Yüreğine sağlık Sevgili Can Dündar… Sevgili Beyazıt Öztürk’ün dediği gibi iyi ki varsınız.

Filmi seyrettikten sonra coştu duygularım…Döküldü yüreğime saplanan ne varsa satırlarıma…Dize dize dizildiler, şiir oluverdiler… Senin öğrettiğin Latin alfabesiyle kaleme alındılar…

MUSTAFA’M

Selanik’te açan gözlerini dünyaya küçücük bir bebektin Mustafa’m.

Önce kargaları kovaladın tarladan sonra düşmanları vatanımızdan

Zordu gençlik yılların, uzaktın baba ocağından.

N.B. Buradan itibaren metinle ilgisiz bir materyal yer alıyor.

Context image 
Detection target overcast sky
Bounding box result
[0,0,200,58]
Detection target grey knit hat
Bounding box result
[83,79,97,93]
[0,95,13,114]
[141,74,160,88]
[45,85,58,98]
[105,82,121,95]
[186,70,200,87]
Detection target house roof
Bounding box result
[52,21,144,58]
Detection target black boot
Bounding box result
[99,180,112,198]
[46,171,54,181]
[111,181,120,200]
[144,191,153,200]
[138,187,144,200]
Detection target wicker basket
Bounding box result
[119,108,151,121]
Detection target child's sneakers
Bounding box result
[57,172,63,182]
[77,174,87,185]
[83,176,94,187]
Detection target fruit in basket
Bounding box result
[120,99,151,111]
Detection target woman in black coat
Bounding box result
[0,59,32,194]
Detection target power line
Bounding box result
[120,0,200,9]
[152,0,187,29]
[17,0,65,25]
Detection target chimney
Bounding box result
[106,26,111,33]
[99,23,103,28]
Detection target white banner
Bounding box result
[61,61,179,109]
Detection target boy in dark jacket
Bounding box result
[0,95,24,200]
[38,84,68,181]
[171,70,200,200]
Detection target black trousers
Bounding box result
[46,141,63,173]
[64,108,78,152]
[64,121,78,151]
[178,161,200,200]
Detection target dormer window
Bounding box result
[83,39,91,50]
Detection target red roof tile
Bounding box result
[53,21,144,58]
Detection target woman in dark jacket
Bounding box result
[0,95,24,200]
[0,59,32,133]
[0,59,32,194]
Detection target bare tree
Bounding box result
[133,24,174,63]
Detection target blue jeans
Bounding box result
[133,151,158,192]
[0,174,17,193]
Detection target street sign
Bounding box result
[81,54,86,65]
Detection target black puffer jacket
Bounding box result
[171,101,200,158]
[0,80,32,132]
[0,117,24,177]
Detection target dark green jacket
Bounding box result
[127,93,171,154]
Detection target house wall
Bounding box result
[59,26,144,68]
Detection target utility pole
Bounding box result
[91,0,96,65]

Yatılı okullar… Cephelerde on bir yıl…

Barut kokuları, mermi sesleri, cesetler, yokluk bir taraftan

Kalabalığın içinde yalnız bir adamdın sen.

Cesaretin, azmin timsali, dirayetli, maneviyatlı, güçlü bir yürek

Mareşalim, Gazim, Başkumandanım, Paşam

Cepheden cepheye koşarken oldun adım adım.

“Savaşı kazanmadan gelme oğul” diyen elleri öpülesi bir ana

O ana ki fırtınalar kopar yüreğinde

Dualar dudağındadır anaların anası Zübeyde’nin

Özlem yüreğini dağlasa da “Vatan sağ olsun “diye haykırır her ana gibi.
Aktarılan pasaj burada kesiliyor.